Comment présente-t-on un projet de film sur Karl Marx à des producteurs et des distributeurs, dans ce milieu du cinéma où l'argent domine? «C'est très simple, avant 2008-2009, j'étais très seul, répond Raoul Peck avec un grand rire. Pendant et après la crise, on a vu partout dans le monde les magazines économiques mettre Marx sur leurs pages couvertures. Brusquement, on découvrait que celui qui avait le mieux analysé la société capitaliste avait raison dans son analyse.»

«On prétend connaître notre histoire, poursuit-il, mais en fait, on baigne dans l'ignorance, la propagande et la déformation. On sort d'une longue période de guerre froide. Le capitalisme triomphant est sorti après la chute du mur de Berlin, il n'avait plus d'obstacle et il a tout envahi. La crise de 2008-2009 a un peu réveillé les critiques, qui étaient étouffées auparavant. Et on s'est rendu compte que cette machine sans conducteur pouvait nous mener au bord du gouffre.»

Jeunes et rebelles

Le jeune Karl Marx raconte une période précise et déterminante dans la vie de l'auteur du Capital, les années 1844-1848, sa rencontre et son amitié avec Friedrich Engels, dans une Europe bouillonnante, en pleine transformation, ce qui le mènera à rédiger le Manifeste du parti communiste en 1848. 

Le mot «jeune» est très important dans le titre du film, car Raoul Peck veut rappeler à quel point Marx et Engels, avec leurs conjointes Jenny von Westphalen et Mary Burns, ont révolutionné la pensée politique alors qu'ils n'étaient que dans la vingtaine, ce qui nous éloigne des clichés du vieux barbu. 

«Il fallait que j'élimine ce vieux barbu avec tout ce qu'il charriait comme image et comme préjugés, confirme le réalisateur. Il fallait raconter une histoire de ces jeunes dans une Europe répressive qui décident de changer le monde et qui vont y parvenir. Ils étaient les meilleurs enfants de la société allemande. Et le Manifeste du Parti communiste va devenir l'un des livres qui a le plus circulé dans l'histoire de l'humanité. Ils l'ont écrit à 26 ans!»

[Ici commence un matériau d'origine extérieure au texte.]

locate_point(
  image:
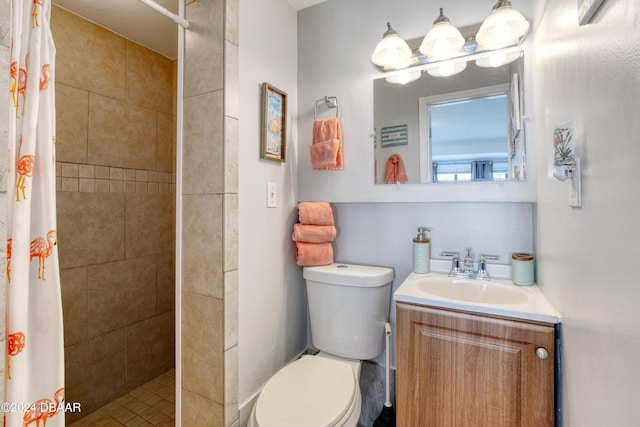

Photo fournie par Agat Films & Cie

Par la fiction, le réalisateur Raoul Peck voulait par la fiction atteindre un plus vaste public et faire sentir l'époque qui a créé la pensée de Marx.

Pourquoi une fiction?

Le succès du documentaire I Am Not Your Negro, qui s'est retrouvé en lice aux Oscars cette année et qui a fait le tour de la planète, aurait pu donner envie à Raoul Peck de refaire un documentaire, cette fois sur Karl Marx. Mais celui qui a déjà réalisé un film en 2000 sur la vie de Patrice Lumumba, premier premier ministre du Congo, voulait par la fiction atteindre un plus vaste public et faire sentir l'époque qui a créé la pensée de Marx. 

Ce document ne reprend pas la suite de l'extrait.